UMD’s Facilities Management is announcing a new program that, when implemented, will eliminate trash and recycling service in individual offices. Instead, departments will use centrally located garbage and recycling bins. “It's a growing trend across university campuses; individuals managing their own office waste has shown to increase recycling rates and reduce overall waste volume,” explains Mindy Granley, campus sustainability coordinator.
The reason for the change is partially financial. Three employees in the custodial services division have opted for early retirement and their positions will not be filled. By easing some of the office duties, the remaining staff will have more time to focus on the public spaces. "These are the places that campus visitors see. Whether that is future students and their parents, or potential faculty or staff members. First impressions of campus are important," says Granley.

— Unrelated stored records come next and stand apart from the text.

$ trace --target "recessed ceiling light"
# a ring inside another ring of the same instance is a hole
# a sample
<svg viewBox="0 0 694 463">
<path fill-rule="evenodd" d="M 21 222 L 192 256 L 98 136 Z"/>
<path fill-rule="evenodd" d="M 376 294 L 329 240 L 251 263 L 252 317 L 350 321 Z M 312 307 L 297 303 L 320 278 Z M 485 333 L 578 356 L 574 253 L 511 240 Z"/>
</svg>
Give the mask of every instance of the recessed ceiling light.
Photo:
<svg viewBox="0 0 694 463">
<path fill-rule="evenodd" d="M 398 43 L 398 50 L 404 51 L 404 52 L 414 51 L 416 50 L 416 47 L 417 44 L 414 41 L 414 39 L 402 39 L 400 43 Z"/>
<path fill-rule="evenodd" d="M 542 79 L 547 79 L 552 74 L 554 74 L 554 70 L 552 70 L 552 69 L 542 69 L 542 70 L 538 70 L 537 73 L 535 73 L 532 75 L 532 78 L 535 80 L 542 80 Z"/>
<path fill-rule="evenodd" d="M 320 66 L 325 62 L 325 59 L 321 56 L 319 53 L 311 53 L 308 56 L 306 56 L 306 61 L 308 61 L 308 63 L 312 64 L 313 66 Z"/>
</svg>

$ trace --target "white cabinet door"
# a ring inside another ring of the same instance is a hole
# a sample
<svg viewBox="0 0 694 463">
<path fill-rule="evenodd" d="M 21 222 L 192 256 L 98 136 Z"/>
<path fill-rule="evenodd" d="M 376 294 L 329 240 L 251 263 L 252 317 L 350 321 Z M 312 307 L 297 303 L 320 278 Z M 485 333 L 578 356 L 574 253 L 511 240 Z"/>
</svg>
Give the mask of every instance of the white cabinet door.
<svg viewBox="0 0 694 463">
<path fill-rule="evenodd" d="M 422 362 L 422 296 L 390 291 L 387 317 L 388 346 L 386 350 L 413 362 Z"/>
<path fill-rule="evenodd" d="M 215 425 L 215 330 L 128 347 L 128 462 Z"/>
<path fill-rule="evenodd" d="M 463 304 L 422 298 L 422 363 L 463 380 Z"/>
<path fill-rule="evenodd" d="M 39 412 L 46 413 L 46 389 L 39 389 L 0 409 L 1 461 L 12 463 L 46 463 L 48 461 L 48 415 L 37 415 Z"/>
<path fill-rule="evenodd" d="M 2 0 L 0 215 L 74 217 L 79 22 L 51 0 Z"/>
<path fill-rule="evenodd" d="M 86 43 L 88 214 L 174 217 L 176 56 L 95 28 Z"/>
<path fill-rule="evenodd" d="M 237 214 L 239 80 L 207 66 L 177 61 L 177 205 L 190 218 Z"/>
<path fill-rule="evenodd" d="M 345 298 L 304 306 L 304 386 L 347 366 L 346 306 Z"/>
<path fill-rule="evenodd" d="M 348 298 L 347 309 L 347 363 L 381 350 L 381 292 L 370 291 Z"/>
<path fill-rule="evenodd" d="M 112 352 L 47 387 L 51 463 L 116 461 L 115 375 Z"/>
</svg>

But the larger motivation is sustainability. “It just makes sense to do the right thing,” says Christine Lovejoy, custodial operations and events supervisor. “It’s the right thing to do for our environment, and it helps with goal six of the strategic plan, sustainability.”
UMD’s Facilities Management department has been studying the issue for a few years. Here’s a closer look at the numbers:
Staff members in Darland have been participating in a pilot program for the last few years and the proof is in the (probably composted) pudding. The amount of waste was measured on a Monday before the change was implemented and on a Monday after the change was implemented. Here are the results:
Before the switch - Recyclable items made up 29% of waste sorted
After the switch - The total amount of waste sent to the landfill was reduced by nearly 20%. But more importantly, recycling items made up only 15% of waste sorted.
A 20% reduction in landfill waste
Granley thinks this is because the change promotes personal responsibility for waste generation, something Larissa Trygg, who works in the development department in Darland, can attest to. “It makes me think cognitively of what I put in the trash and what I’m recycling, because it’s a smaller receptacle.”
The receptacle that Larissa’s talking about is about the size of a coffee can. Each employee has one and empties it into the department’s centrally located garbage can as needed.
When the change is implemented, these mini garbage cans will be available for people who’d like them in their offices. Thanks to a reuse partnership with Dining Services, things like coffee, yogurt, and cottage cheese containers will be readily available for their new roll as tiny trash cans.
Even before the new policy goes into place, UMD is being commended as a sustainability standout.
This month “The Princeton Review’s Guide to 332 Green Colleges: 2014 Edition” included UMD among the schools that demonstrate a strong commitment to the environment and to sustainability.
UMD was chosen based on the “Green Rating” scores tallied in 2013 for 832 schools. The score ranges from 60 to 99. UMD scored 87 and garnered praise for its LEED-certified buildings, the Sustainable Living Learning Community in Ianni Hall, and its rain gardens and biofiltration areas.
Rain gardens and biofiltration are advanced eco concepts, but UMD is going back to basics with the theme “simply sustainable” during “Earth Week,” which starts April 21, hoping to illustrate how easy it is to make sustainable choices.
On Wednesday, April 23 the bus hub will be hopping. “People can play recycling games and win prizes, and Champ will be hanging with us. We will have a sticky wall where students can pledge to do something for the earth and get a selfie of themselves hugging the earth, a blow-up earth beach ball, or Champ, or both,” says Granley. Participants can hashtag those selfies at #SimplySustainableUMD.